Nowadays, in the face of population growth, rapidly evolving societal behaviour (including consumption habits, particularly in developing countries), increasing demand and pressure on shrinking resources (mainly land and water), and unpredictable effects of climate changes, a new paradigm for agricultural production is required to ensure food security and safety. Moreover, the adequate and diversified measures to be adopted will have to be environmentally sustainable. In crop plants, generations of selection by breeders and farmers have led to great changes in cereals such as wheat when compared to their undomesticated ancestors. Although crop improvement is dependent upon genetic diversity, strategies of agricultural intensification followed, in particular, in the recent past (as in the course of the last century “Green revolution”), have had, alongside highly positive outcomes, negative implications for the extant genetic variation.
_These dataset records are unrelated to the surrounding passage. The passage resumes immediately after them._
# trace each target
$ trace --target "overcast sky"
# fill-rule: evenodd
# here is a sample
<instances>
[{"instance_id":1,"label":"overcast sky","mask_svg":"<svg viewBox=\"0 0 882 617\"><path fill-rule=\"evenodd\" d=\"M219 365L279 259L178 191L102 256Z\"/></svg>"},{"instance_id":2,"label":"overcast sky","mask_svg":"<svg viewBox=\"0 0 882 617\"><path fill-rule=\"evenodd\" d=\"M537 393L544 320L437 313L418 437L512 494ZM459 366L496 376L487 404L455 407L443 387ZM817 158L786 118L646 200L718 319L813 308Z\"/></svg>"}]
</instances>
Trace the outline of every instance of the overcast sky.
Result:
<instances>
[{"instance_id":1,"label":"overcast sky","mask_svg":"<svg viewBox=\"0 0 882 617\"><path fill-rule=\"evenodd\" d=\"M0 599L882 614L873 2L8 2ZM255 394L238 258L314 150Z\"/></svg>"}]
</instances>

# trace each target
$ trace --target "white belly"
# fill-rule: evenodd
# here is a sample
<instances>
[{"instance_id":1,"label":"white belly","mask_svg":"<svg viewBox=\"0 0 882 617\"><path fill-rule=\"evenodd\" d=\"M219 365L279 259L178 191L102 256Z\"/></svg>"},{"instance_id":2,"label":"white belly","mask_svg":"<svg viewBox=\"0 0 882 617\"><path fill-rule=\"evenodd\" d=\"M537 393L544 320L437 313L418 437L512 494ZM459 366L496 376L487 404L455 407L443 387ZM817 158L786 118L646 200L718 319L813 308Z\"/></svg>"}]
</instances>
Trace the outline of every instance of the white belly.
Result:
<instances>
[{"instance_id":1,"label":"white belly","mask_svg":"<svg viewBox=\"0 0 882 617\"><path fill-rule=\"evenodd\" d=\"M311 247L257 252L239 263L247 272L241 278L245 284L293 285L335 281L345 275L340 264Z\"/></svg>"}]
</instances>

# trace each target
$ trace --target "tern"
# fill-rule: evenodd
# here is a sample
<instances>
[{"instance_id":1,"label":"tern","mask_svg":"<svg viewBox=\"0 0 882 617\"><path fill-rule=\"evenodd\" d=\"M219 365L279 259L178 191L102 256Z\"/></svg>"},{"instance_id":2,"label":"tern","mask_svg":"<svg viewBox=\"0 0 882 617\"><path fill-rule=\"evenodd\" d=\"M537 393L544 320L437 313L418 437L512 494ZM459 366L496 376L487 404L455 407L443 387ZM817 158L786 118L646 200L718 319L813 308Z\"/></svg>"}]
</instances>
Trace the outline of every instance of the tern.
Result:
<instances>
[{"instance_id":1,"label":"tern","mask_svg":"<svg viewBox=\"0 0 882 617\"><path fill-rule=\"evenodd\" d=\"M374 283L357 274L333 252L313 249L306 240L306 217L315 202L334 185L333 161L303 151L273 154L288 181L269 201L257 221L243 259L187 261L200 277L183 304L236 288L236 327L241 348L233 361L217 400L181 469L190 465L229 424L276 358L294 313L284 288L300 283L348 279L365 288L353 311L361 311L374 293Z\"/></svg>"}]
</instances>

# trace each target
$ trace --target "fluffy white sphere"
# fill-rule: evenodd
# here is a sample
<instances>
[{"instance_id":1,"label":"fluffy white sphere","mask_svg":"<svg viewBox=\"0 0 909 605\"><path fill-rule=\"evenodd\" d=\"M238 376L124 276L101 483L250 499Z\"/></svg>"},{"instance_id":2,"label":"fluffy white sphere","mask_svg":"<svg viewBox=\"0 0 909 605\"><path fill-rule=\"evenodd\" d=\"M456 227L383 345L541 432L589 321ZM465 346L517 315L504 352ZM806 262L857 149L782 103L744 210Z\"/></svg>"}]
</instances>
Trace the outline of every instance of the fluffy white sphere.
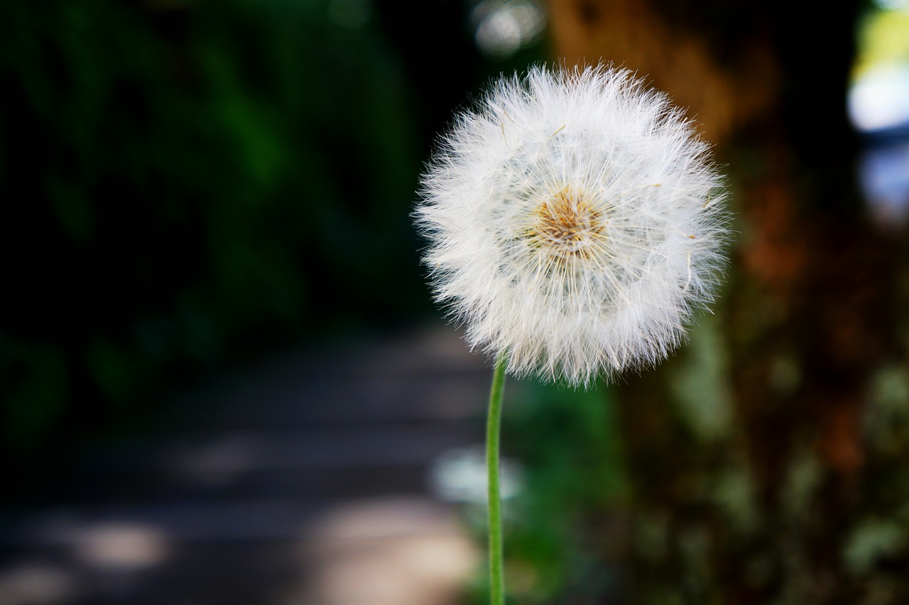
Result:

In fact, crop varieties adapted to the diversity of environmental conditions existing in an area prior to its coming under industrial agriculture have been overtaken by new, high-input and high-yielding types, and in most cases eventually lost. As a result, relatively “old” varieties, generally lower yielding than more modern ones, and yet well adapted to regional constraints, have been dismissed, with consequent loss of their adaptive traits. This is the case, e.g., for the drought tolerant Tunisian cvs. Karim and Om Rabia (also salt tolerant) compared to recent cvs. Maali and Salim (Slama et al., 2018, DOI: 10.1371/journal.pone.0196873). On the other hand, traditionally farmed varieties may not keep up with rapidly deteriorating environmental conditions, as in Algeria, where climate projections anticipate conspicuous increases in temperature throughout the year and a net decrease in precipitation (Chourghal et al., 2016, DOI 10.1007/s10113-015-0889-8). All these situations point at the need for strengthening the efforts and giving a different speed and “cut” to the regional breeding programs, which will have to retain and valorize adaptive traits from old germplasm, while introducing new and effective variability to make a step forward the new challenges and the achievement of more stable and economically satisfactory yields.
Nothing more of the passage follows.